What’s Next for the UK Softwood Timber Market?

Nigel Buckley-Ryan

Nigel Buckley-Ryan, UK Sales Director at Södra Wood Ltd, reflects on the current state of the softwood timber market and the UK outlook amid continuing Brexit uncertainty.

The Brexit deadline of 29 March has been and gone and now we have a new end-of-October deadline. But, of course, no one knows whether we will actually leave the EU by this date and, if we do, what sort of a deal – if any – will be in place.

So, what’s the impact of this continuing uncertainty on the softwood timber market and what, if anything, can builders’ merchants do to protect themselves and ensure a continued supply of timber? Let’s start by taking a step back and looking at what’s happening in the rest of the world. For, of course, timber is a global product and what’s happening in China or Canada can have a significant impact on UK prices.

Chinese demand currently low
The ongoing trade tariff dispute between China and the US is currently depressing Chinese demand for timber – this is because China typically imports wood to make toys which it then exports to the US.

Meanwhile, the major softwood timber-producing regions of Canada and Scandinavia remain under the shadow of the bark beetle. Significant extra harvesting of the white wood favoured by the beetle led to over-production in Swedish sawmills in the last two quarters of 2018.  This took some of the heat out of the market, but this is now priced in and, ultimately, log supply from these regions remains limited. Consequently, when demand picks up in the US, buyers will once more have to look for Europe for supply.

The big but volatile market in Egypt and North Africa is currently quiet following the sharp rise in prices in the second half of 2018. India, for its part, is starting to take volumes of softwood and is likely to be the next China, becoming a huge consumer of softwood.

Strong demand for construction timber in Europe
Turning now to Europe, European markets for construction timber remain buoyant and the UK in particular continues to need more homes, with a significant percentage of these being built as timber frame.

Globally, innovation remains a key driving force in the market. In particular, high-rise timber buildings are an increasingly popular, sustainable choice for urban construction, and many timber mills are developing CLT (cross-laminated timber) panel production for on and off-site manufacture of these buildings.

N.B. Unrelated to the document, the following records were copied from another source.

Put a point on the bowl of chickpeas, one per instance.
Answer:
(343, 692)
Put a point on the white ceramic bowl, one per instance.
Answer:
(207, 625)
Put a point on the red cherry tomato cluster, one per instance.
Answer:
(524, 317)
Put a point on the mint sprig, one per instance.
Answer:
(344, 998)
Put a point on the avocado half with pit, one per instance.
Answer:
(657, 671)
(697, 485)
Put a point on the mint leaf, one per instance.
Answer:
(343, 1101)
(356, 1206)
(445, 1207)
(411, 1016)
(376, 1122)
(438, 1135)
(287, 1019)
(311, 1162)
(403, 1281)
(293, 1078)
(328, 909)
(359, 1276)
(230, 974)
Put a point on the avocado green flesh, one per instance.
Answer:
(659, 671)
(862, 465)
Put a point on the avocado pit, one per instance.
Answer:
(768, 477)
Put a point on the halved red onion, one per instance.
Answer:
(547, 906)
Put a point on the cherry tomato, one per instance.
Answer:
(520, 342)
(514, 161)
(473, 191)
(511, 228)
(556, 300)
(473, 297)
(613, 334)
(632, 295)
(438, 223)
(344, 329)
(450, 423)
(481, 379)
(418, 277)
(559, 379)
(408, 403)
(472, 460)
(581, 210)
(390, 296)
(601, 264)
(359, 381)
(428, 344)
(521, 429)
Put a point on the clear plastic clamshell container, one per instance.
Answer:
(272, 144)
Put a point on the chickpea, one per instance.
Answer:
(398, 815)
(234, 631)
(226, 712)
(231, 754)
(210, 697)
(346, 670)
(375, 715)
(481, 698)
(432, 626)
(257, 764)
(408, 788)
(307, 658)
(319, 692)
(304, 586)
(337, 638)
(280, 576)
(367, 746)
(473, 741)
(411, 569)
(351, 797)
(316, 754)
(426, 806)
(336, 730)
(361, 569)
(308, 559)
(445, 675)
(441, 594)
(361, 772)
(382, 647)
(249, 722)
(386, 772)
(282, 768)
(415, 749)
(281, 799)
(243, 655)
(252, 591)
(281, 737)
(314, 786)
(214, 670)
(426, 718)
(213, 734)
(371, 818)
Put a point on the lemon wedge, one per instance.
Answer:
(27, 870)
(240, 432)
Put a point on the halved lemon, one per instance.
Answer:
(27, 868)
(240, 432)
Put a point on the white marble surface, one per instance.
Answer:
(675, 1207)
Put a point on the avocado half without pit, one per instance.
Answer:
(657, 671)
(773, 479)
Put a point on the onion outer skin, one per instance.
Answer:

Softening of prices in UK after busy first quarter
If we now look in more detail at what’s happening in the UK, it’s clear that the preparations for Brexit and the missed March deadline have had an impact. In an effort to ensure that Brexit did not adversely affect supplies, importers took a responsible approach and brought in extra stock. The Brexit non-event that followed meant that there were no delays and so the extra stock was not needed. Inevitably, the need to move this stock through the system has led to a softening of prices which, combined with rising distribution costs, is currently posing a challenge to importers. However, on the price front at least, it’s likely that this will be a short-term issue. Prices have already started to firm in the States and demand may pick up in China too. GBP has recently fallen in value some five per cent against the Euro and the Swedish Krona, so there will be a need for prices to recover as we head towards 2020.

Predicting with any great certainty what life for the timber industry will look like post-Brexit remains challenging. There is a chance, however, that importers will not bring in additional stock in preparation for the new deadline. Therefore, come the autumn, a situation may arise whereby shipping delays lead to shortages.

Talk openly to your supply partner
So, what should you do if you’re a builders’ merchant? Can you, in fact, do anything? My advice is to take a long-term approach and remain loyal to your supply partner rather than play the market for short-term gain. If there are shortages, importers will have to be selective about who they supply and clearly, they’re more likely to do business with those that have stuck by them than sell to merchants who suddenly start knocking at their door. So, work closely with your supply partner and make sure they understand your needs. Now, more than ever, merchants who enjoy an open and trusting relationship with their supplier are best placed to understand and plan for the possible changes they may face.